Does practice make perfect? In today's episode, America has intervened in a civil war in a tribal society, the dynamics of which America does not understand. And America is supporting one faction, the nature of which it does not know. "We are standing with the people of Libya," says Secretary of State Hillary Clinton, evidently confident that "the" people are a harmonious unit. Many in the media call Moammar Gaddafi's opponents "freedom fighters," and perhaps they are, but no one calling them that really knows how the insurgents regard one another, or understand freedom, or if freedom, however understood, is their priority.
But, then, knowing is rarely required in the regime-change business. The Weekly Standard, a magazine for regime-change enthusiasts, serenely says: "The Libyan state is a one-man operation. Eliminate that man and the whole edifice may come tumbling down." And then good things must sprout? The late Donald Westlake gave one of his comic novels the mordant title "What's the Worst That Could Happen?" People who do not find that darkly funny should not make foreign policy.
In Libya, mission creep began before the mission did. A no-fly zone would not accomplish what Barack Obama calls "a well-defined goal," the "protection of civilians." So the no-fly zone immediately became protection for aircraft conducting combat operations against Gaddafi's ground forces.
America's war aim is inseparable from - indeed, obviously is - destruction of that regime. So our purpose is to create a political vacuum, into which we hope - this is the "audacity of hope" as foreign policy - good things will spontaneously flow. But if Gaddafi cannot be beaten by the rebels, are we prepared to supply their military deficiencies? And if the decapitation of his regime produces what the removal of Saddam Hussein did - bloody chaos - what then are our responsibilities regarding the tribal vendettas we may have unleashed? How long are we prepared to police the partitioning of Libya?
Explaining his decision to wage war, Obama said Gaddafi has "lost the confidence of his own people and the legitimacy to lead." Such meretricious boilerplate seems designed to anesthetize thought. When did Gaddafi lose his people's confidence?
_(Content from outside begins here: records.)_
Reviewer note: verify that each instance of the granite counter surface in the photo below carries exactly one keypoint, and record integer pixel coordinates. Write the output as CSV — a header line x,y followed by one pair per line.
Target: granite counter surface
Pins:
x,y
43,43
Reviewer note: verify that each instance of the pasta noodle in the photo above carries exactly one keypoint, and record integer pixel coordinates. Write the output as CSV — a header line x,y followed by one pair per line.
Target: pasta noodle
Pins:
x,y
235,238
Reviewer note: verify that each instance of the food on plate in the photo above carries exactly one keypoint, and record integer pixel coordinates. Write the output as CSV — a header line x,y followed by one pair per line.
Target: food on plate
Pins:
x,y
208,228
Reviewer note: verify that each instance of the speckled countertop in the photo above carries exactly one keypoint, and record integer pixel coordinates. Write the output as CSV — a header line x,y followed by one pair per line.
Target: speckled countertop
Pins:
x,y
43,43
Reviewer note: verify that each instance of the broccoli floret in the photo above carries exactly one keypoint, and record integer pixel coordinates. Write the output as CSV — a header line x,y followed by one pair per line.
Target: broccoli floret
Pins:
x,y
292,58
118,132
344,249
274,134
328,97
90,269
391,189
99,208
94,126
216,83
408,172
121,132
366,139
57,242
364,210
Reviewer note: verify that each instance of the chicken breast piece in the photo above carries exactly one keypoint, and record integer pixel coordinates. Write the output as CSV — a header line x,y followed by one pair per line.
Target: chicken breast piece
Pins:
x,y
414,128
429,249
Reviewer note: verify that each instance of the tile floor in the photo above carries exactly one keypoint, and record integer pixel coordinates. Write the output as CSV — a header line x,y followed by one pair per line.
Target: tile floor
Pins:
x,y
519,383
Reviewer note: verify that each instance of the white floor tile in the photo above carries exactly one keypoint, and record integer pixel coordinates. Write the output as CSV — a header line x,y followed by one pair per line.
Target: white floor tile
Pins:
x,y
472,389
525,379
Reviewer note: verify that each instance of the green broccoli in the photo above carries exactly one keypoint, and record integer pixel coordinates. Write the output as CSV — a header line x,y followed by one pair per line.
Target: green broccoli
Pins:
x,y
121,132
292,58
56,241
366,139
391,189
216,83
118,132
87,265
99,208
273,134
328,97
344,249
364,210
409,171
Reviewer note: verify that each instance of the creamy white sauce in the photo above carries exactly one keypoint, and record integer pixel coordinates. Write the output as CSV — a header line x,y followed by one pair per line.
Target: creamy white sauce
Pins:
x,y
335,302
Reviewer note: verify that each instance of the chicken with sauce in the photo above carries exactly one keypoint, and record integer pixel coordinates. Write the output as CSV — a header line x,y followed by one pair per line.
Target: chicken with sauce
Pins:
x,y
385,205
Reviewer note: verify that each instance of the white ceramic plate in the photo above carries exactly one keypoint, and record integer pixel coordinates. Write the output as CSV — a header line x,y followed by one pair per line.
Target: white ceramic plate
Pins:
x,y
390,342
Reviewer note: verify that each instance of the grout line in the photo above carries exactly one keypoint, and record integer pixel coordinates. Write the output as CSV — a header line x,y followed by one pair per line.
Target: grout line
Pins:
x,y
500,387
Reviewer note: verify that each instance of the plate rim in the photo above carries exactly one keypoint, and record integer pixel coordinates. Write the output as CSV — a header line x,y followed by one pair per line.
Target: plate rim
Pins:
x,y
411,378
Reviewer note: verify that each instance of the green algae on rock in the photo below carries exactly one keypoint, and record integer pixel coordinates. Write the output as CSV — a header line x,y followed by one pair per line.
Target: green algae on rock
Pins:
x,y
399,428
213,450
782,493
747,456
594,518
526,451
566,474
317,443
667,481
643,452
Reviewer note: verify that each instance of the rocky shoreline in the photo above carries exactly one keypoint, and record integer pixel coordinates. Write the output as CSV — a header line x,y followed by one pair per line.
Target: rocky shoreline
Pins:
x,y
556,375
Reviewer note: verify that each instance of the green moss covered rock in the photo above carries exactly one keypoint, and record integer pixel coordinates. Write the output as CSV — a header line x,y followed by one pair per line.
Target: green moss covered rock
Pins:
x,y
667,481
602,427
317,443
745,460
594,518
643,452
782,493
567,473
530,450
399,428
When did he have legitimacy? American doctrine - check the Declaration of Independence - is that governments derive their just powers from the consent of the governed. So there are always many illegitimate governments. When is it America's duty to scrub away these blemishes on the planet? Is there a limiting principle of humanitarian interventionism? If so, would Obama take a stab at stating it?
Congress's power to declare war resembles a muscle that has atrophied from long abstention from proper exercise. This power was last exercised on June 5, 1942 (against Bulgaria, Romania and Hungary), almost 69 years, and many wars, ago. It thus may seem quaint, and certainly is quixotic, for Indiana's Richard Lugar - ranking Republican on, and former chairman of, the Senate Foreign Relations Committee - to say, correctly, that Congress should debate and vote on this.
There are those who think that if the United Nations gives the United States permission to wage war, the Constitution becomes irrelevant. Let us find out who in Congress supports this proposition, which should be resoundingly refuted, particularly by Republicans currently insisting that government, and especially the executive, should be on a short constitutional leash. If all Republican presidential aspirants are supine in the face of unfettered presidential war-making and humanitarian interventionism, the Republican field is radically insufficient.
On Dec. 29, 1962, in Miami's Orange Bowl, President John Kennedy, who ordered the Bay of Pigs invasion, addressed a rally of survivors and supporters of that exercise in regime change. Presented with the invasion brigade's flag, Kennedy vowed, "I can assure you that this flag will be returned to this brigade in a free Havana." Eleven months later, on Nov. 2, 1963, his administration was complicit in another attempt at violent regime change - the coup against, and murder of, South Vietnam's President Ngo Dinh Diem. The Saigon regime was indeed changed, so perhaps this episode counts as a success, even if Saigon is now Ho Chi Minh City.